March 6, 2021

Talbot County's fierce debate over its monuments and history

America's debate over what should be remembered, venerated, and suppressed is particularly intense in Talbot County on Maryland's Eastern Shore. A former slaveholding area, its allegiances were split during the Civil War with soldiers from the county fighting on both sides of America's bloodiest conflict and, in a twist of fate, colliding with one another brutally on Culp's Hill at Gettysburg.

Fifty years after Robert E. Lee's surrender to the Union forces, a monument commemorating the soldiers from Talbot County who fought for the Confederate States of America was erected on the southern side of the entrance to the county's courthouse. No monument to Talbot's Union soldiers has ever been erected, although there are monuments to the veterans of other wars in front of the courthouse.

Talbot Boys, Talbot County Courthouse, Easton, MD

In 2011, a statue of Frederick Douglass was dedicated and placed on the northern side of walkway to the entrance of the courthouse near the pole carrying both the American and Maryland flags. That it was done should be no surprise. Douglass was born into slavery in Talbot County, and he lived there for ten of the first twenty years of his life. After securing his freedom, he used his experiences in the county to make his case against the evils of slavery and for the imperative for racial justice. Yet despite being one of the nineteenth century's most influential figures and Talbot's best known native son, many in the county would rather avoid acknowledging both him and his contributions. It took several years to overcome opposition to building the monument, with the County's Commission grudgingly granting permission by a vote of three to two in 2004.

Since the Charlottesville church massacre, there has been a vigorous debate in Talbot County over whether to move the Talbot Boys monument, one that has captured considerable media attention. For example, there have been articles in the Baltimore Sun, New Yorker, Atlantic, and Washington Post. Locally, there is constant discussion of it before the Talbot County Commissioners and in the county's two newspapers, The Talbot Spy and the Star Democrat. Positions have hardened, and virtually everyone in the county has a formed opinion on the matter.

While working on a project regarding Frederick Douglass, I happened to meet a neighbor who is a former senior editor of the Wall Street Journal and an incredibly good writer, someone whose reporting I had read and enjoyed for years, Neil King Jr.

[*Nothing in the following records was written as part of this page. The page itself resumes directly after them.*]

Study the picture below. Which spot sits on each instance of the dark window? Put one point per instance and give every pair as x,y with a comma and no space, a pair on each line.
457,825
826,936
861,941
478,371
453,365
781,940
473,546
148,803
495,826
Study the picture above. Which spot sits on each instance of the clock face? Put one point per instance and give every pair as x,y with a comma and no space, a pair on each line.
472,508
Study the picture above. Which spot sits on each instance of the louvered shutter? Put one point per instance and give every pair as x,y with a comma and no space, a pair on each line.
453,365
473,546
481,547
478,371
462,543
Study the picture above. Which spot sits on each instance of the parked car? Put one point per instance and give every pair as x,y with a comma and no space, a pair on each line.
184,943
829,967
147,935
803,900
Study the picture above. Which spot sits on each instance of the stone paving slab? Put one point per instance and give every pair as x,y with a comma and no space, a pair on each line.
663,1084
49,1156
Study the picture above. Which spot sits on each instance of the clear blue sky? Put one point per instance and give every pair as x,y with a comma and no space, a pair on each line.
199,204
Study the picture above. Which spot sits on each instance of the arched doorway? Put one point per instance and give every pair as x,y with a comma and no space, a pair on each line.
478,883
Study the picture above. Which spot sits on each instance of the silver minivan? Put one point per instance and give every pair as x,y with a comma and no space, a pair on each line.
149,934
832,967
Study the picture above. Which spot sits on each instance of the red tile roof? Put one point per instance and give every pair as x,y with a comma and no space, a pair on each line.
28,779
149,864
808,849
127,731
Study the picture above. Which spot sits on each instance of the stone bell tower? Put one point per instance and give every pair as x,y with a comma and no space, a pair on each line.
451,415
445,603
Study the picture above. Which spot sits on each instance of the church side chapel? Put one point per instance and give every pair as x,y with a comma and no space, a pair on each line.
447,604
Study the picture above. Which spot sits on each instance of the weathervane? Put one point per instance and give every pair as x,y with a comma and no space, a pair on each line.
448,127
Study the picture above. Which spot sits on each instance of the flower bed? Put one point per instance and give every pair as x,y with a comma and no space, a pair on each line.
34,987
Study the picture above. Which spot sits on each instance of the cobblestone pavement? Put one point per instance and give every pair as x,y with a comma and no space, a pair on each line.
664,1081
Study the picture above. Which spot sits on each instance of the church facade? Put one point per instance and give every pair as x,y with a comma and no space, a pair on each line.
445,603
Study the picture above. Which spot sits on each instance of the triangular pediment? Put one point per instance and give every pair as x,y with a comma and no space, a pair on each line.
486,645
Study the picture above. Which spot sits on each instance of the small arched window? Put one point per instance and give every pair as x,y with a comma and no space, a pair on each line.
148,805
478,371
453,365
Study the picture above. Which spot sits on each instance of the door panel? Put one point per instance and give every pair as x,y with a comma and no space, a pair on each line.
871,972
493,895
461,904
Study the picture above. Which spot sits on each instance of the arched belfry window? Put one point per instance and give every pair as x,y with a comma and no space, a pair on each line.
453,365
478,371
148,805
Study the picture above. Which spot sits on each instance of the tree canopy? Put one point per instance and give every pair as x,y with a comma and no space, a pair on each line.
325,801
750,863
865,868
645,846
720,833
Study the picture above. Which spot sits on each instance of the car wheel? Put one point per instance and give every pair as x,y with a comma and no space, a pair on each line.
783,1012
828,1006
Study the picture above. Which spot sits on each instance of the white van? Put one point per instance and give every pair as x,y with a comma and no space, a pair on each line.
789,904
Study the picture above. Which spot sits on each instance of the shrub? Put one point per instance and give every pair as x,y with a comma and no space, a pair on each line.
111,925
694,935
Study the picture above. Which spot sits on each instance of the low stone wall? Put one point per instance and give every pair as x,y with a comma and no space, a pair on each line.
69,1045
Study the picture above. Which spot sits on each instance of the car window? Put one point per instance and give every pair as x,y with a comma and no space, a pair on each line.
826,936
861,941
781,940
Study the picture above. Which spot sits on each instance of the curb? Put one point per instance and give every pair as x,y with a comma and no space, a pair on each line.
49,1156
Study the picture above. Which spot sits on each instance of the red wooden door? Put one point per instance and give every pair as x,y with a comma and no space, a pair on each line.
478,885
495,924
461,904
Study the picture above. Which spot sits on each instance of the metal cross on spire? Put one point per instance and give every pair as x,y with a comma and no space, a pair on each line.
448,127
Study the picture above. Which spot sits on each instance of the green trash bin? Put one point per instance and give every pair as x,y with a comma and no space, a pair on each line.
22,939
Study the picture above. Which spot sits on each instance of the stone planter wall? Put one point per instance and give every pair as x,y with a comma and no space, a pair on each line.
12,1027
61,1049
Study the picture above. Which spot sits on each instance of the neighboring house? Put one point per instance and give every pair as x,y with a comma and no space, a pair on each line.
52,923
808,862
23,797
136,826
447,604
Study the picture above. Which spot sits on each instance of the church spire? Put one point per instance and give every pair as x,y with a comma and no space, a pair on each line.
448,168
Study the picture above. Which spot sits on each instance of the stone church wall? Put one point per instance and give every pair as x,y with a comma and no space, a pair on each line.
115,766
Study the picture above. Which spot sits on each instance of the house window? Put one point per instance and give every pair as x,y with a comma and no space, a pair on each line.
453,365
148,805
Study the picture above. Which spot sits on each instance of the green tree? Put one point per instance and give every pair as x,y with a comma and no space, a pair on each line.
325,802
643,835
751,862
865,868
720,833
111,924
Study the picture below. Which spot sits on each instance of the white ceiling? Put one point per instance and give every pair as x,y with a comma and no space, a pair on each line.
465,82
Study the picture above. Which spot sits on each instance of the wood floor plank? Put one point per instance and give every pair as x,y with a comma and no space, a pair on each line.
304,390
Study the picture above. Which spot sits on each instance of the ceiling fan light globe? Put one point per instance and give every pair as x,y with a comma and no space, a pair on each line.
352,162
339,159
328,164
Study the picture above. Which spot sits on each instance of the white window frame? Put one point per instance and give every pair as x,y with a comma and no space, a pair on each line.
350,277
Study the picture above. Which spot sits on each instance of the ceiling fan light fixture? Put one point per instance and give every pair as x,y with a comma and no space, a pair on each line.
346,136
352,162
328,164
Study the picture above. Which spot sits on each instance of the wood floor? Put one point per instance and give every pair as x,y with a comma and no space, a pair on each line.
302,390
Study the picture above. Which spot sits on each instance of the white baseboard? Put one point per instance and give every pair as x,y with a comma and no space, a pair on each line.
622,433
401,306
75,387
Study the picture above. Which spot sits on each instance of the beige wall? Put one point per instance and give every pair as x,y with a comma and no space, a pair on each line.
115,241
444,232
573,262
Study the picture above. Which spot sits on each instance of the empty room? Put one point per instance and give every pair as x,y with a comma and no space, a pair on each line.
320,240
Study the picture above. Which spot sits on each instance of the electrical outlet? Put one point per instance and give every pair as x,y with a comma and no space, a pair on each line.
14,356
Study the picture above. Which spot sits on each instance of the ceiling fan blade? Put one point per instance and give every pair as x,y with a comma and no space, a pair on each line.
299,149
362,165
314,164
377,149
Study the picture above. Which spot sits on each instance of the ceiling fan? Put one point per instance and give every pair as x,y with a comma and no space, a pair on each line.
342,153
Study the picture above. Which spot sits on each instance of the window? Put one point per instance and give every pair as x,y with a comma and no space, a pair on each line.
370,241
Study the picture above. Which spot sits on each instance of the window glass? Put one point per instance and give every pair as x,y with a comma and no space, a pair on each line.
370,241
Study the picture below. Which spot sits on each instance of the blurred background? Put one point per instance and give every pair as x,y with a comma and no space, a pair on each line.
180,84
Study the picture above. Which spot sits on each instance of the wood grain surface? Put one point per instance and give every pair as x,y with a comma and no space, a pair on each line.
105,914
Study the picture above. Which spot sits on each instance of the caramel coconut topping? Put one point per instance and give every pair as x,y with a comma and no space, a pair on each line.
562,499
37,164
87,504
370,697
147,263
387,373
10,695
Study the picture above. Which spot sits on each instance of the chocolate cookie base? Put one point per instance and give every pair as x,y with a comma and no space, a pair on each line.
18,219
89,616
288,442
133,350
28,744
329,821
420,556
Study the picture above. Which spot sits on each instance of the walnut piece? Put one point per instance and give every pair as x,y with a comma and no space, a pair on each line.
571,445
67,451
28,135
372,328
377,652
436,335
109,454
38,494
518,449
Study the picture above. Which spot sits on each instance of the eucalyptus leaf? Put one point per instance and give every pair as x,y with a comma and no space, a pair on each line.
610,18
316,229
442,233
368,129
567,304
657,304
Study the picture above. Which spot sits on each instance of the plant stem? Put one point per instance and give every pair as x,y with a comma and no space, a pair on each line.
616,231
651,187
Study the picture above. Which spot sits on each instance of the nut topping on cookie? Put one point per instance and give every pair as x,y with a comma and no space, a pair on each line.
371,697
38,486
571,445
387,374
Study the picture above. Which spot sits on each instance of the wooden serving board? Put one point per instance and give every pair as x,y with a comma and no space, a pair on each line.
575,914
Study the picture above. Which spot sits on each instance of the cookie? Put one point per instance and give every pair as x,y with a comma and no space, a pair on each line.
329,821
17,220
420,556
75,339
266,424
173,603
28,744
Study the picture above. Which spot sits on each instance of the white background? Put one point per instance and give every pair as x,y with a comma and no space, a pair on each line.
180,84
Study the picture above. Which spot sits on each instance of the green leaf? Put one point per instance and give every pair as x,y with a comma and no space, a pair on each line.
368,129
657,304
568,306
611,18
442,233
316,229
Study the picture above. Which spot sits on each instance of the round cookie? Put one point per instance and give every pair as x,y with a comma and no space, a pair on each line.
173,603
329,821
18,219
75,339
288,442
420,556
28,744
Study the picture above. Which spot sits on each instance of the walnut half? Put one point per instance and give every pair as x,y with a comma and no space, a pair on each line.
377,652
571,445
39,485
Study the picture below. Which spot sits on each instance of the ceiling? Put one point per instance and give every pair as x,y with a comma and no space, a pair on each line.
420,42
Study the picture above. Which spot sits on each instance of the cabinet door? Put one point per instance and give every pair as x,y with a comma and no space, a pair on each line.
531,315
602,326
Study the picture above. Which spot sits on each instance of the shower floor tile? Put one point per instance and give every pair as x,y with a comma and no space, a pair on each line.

He shared with me an opinion piece that he had written about how we struggle to remember significant historic events, and we decided to collaborate on a project featuring it which ran in The Spy today. Click here for the story.

In doing the photography for the piece, I spent time in Lincoln Park on Capitol Hill studying the Emancipation Memorial which is discussed in it. Two of the images I made there were featured in The Spy story, and I'm including four below in this post.

It is worth giving this work a long look. Adjectives to describe it are difficult to articulate, but three that come to mind are creepy, demeaning, and revolting. Be sure to notice the use of George Washington's profile in the work.

The Emancipation Memorial was unveiled on April 14, 1876, eleven years after the day Lincoln died. Frederick Douglass delivered the keynote address at its dedication to a crowd of more than 25,000, including President Ulysses S. Grant, his cabinet, and members of Congress.

As Douglass's biographer David Blight writes in making his case against tearing the memorial down, he agrees that yes, "It was and is a racist image." But he cautions, "The $20,000 used to build the monument had been raised among black Americans, most of them former slaves." He goes on to provide additional information setting the monument in the context of its time and the support it had from the African American community in its dedication.

Blight, like others, urges an additive approach to the treatment of memorials to historic events. With respect to Lincoln Park and its statuary, he believes artists should be engaged to represent the story of the struggle to achieve freedom, recognizing that this memorial represents latter nineteenth century sensibilities. It should be viewed as one of several examples in teaching how our nation's values have evolved and should continue evolving. A statue memorializing educator and activist Mary McLeod Bethune erected in 1974, for example, stands nearby.

Whether you agree or not with that approach, it is worth spending an hour at the Emancipation Memorial, looking at it from a variety of angles, and thinking about the time in which it was built, what had gone on before, what has transpired since, and, most importantly, what still needs to come.